A short, durable list. Each link is a specific next step, not a generic pile.

  • “Auto-Encoding Variational Bayes” (Kingma, Welling, 2013). The original VAE paper, the canonical reference for everything in this lesson. Section 2.4 (“The reparameterization trick”) introduces the move and coins the term. Appendix B has the closed-form KL between two diagonal Gaussians and is the source for the formula used here.

  • “An Introduction to Variational Autoencoders” (Kingma, Welling, 2019). A book-length tutorial by the original VAE authors. Chapter 2.4 generalizes the reparameterization trick beyond Gaussians (location-scale families, normalizing-flow extensions of q), and Chapter 3 covers practical training details (warmup schedules, posterior collapse, the beta-VAE family). Read after the 2013 paper if you want to see how the trick generalizes.

  • “High-Resolution Image Synthesis with Latent Diffusion Models” (Rombach et al., 2022). The paper that introduced latent diffusion (the architecture behind Stable Diffusion). Section 3 covers the VAE-style “perceptual compression” encoder that maps images to a low-dimensional latent space before the diffusion process runs. Useful preview reading for the diffusion lessons in Phase 3; shows how the VAE machinery from this lesson plugs into a larger generative pipeline.

Where this sits in the track.

  • Latent variables and the ELBO (previous lesson). L5 derived the ELBO abstractly. This lesson takes the same ELBO to a concrete neural-network architecture and adds the one technical move (the reparameterization trick) that makes it trainable by SGD. The Gaussian KL closed-form simplifies the second term.

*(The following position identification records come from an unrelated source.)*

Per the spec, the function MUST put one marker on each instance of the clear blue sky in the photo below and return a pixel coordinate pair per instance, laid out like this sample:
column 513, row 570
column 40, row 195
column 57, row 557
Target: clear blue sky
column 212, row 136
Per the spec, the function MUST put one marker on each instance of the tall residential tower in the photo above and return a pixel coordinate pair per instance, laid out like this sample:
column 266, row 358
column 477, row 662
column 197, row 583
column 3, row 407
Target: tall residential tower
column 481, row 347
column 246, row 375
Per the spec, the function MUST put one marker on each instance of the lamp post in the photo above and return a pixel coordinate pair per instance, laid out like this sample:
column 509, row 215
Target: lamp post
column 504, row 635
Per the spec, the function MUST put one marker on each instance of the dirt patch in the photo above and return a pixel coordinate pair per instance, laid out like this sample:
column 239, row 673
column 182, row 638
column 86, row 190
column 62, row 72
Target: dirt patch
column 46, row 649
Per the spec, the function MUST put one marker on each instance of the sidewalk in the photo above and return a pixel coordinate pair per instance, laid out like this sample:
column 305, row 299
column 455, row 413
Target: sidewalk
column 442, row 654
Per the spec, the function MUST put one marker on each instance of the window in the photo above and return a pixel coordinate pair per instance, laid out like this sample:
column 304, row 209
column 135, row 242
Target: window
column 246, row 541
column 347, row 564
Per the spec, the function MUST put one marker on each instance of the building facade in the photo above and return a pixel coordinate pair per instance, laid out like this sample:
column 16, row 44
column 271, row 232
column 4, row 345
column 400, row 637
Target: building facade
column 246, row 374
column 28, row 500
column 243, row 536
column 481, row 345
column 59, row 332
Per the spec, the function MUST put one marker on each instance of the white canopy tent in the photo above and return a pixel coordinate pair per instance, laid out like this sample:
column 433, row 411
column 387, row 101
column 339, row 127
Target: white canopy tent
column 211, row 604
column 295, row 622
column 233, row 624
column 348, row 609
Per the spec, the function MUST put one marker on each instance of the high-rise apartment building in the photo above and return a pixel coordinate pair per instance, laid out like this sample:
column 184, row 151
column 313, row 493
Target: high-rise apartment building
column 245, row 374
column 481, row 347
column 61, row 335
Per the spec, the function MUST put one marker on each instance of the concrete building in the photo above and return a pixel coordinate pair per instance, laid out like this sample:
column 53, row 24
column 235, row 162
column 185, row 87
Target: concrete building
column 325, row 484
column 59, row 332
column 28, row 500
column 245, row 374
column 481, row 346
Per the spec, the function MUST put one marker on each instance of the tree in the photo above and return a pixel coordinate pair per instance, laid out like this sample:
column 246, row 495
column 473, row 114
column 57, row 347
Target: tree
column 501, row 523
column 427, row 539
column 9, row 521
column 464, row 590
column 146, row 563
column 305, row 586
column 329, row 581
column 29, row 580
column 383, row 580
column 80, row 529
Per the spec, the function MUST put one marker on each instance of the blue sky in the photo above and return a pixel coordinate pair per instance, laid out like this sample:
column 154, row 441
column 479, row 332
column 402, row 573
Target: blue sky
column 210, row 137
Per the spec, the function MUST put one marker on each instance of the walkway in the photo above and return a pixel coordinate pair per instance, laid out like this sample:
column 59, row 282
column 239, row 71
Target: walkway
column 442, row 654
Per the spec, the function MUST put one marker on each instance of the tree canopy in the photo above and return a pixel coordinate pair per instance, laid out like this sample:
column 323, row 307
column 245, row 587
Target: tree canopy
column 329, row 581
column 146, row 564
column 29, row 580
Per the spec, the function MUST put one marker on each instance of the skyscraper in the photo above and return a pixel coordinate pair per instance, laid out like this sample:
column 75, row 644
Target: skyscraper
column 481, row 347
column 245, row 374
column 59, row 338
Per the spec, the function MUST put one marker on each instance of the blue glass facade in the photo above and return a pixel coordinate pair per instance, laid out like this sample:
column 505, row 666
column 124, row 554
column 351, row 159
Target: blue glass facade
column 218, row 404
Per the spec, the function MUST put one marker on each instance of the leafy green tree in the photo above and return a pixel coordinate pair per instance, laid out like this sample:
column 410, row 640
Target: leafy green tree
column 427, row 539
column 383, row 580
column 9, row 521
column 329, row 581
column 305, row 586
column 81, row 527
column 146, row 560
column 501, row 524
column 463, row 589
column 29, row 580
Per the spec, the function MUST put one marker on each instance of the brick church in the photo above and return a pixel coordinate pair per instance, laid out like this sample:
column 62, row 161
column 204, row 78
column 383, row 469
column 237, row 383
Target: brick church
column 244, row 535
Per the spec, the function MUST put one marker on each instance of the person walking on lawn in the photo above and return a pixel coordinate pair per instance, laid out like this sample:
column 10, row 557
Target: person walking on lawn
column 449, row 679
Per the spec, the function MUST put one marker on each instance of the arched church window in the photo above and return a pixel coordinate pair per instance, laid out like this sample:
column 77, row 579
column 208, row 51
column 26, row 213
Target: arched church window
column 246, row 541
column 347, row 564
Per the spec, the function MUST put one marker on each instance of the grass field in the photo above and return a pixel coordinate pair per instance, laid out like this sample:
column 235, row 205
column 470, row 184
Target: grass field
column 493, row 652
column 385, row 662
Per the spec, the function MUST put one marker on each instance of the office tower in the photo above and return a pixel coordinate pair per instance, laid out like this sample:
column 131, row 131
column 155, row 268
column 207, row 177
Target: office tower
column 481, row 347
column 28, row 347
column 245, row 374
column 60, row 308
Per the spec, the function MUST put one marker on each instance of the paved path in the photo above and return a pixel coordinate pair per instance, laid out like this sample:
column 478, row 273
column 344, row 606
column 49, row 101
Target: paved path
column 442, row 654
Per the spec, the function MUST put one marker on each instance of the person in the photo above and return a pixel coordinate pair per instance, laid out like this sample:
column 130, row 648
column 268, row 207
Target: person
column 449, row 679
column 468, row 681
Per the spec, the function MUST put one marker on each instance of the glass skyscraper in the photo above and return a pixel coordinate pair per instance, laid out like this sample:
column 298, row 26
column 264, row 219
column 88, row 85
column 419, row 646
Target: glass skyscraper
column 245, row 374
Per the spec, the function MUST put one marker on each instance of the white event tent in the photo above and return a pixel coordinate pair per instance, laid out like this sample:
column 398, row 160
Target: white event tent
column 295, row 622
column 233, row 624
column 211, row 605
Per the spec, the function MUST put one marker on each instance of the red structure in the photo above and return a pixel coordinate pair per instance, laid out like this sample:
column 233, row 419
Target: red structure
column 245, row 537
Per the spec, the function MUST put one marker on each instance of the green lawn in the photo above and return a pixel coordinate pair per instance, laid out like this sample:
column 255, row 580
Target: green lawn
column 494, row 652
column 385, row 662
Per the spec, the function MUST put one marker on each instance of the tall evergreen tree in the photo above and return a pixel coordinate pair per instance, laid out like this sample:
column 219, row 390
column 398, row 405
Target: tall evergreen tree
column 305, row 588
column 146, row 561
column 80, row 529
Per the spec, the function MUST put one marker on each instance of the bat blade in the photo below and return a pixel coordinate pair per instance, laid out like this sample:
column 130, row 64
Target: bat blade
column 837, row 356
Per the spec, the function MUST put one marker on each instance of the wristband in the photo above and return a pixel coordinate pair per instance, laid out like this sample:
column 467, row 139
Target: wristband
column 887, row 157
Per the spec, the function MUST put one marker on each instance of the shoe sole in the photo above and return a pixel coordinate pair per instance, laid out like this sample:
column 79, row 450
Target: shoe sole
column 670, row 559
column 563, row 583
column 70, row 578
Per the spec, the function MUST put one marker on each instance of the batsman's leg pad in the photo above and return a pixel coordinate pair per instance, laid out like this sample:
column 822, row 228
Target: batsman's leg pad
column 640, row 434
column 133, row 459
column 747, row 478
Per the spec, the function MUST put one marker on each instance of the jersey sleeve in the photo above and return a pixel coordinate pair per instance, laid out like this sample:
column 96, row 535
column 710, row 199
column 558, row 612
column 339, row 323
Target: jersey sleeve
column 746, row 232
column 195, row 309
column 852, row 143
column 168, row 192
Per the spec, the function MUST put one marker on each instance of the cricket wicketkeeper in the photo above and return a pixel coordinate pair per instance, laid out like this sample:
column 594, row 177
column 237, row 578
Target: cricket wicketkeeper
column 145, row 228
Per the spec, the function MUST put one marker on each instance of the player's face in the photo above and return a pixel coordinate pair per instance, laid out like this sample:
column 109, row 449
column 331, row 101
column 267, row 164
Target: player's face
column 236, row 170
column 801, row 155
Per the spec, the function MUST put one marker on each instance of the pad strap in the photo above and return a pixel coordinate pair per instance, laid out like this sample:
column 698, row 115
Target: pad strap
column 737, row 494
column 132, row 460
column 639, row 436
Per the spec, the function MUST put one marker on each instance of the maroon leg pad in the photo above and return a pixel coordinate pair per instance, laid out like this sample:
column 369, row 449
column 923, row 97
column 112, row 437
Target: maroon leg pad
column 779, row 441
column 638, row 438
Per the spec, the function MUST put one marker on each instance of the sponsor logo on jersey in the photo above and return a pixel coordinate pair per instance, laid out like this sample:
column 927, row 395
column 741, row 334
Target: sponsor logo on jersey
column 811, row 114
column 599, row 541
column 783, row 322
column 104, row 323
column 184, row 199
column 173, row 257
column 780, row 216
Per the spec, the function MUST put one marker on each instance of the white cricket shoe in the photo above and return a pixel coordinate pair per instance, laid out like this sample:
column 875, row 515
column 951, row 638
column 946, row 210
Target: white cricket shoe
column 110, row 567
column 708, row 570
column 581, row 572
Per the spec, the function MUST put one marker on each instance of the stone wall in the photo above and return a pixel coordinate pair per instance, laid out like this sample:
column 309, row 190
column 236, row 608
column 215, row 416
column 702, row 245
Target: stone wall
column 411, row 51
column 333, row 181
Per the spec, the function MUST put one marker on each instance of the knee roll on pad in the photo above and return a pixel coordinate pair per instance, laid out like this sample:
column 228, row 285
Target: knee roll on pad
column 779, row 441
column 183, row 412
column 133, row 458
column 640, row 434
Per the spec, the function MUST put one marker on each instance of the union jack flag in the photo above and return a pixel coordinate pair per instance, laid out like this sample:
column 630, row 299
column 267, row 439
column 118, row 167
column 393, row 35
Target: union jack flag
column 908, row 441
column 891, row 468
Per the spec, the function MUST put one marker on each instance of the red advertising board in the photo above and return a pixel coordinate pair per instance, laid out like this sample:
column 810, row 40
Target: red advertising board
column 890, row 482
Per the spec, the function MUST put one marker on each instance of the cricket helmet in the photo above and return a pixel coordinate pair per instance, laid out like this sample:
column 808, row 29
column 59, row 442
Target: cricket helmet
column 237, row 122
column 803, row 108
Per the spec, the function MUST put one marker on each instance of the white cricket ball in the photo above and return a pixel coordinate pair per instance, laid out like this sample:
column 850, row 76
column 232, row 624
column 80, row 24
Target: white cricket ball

  • GANs, the minimax game (next lesson, L7). Phase 2 continues with the adversarial paradigm. GANs throw away the likelihood objective entirely (no ELBO, no NLL) and replace it with a two-network game. The contrast with VAEs is sharp: VAEs trade exact likelihood for the ELBO bound but keep a principled training objective; GANs trade likelihood entirely for sample quality and pay with training instability.

  • Score-based diffusion via SDEs, the unifying view (lesson 14). Diffusion models, when derived carefully, turn out to optimize a multi-step ELBO over a hierarchy of noisy intermediate latents. The reparameterization trick and the closed-form Gaussian KL reappear in the diffusion training derivation. The latent-diffusion variant additionally uses a VAE in the form of this lesson as a learned compression front-end.

  • Tracks 4 and 8 (Visual Math: Linear Algebra and Calculus). The closed-form Gaussian KL 0.5·(σ² + μ² − 1 − log σ²) uses derivatives + logs from T8; the multidimensional generalization uses determinants of the covariance matrix from T4 (log det Σ). Diagonal covariance reduces both to per-dimension sums, which is why this lesson stays at the per-dimension formula throughout.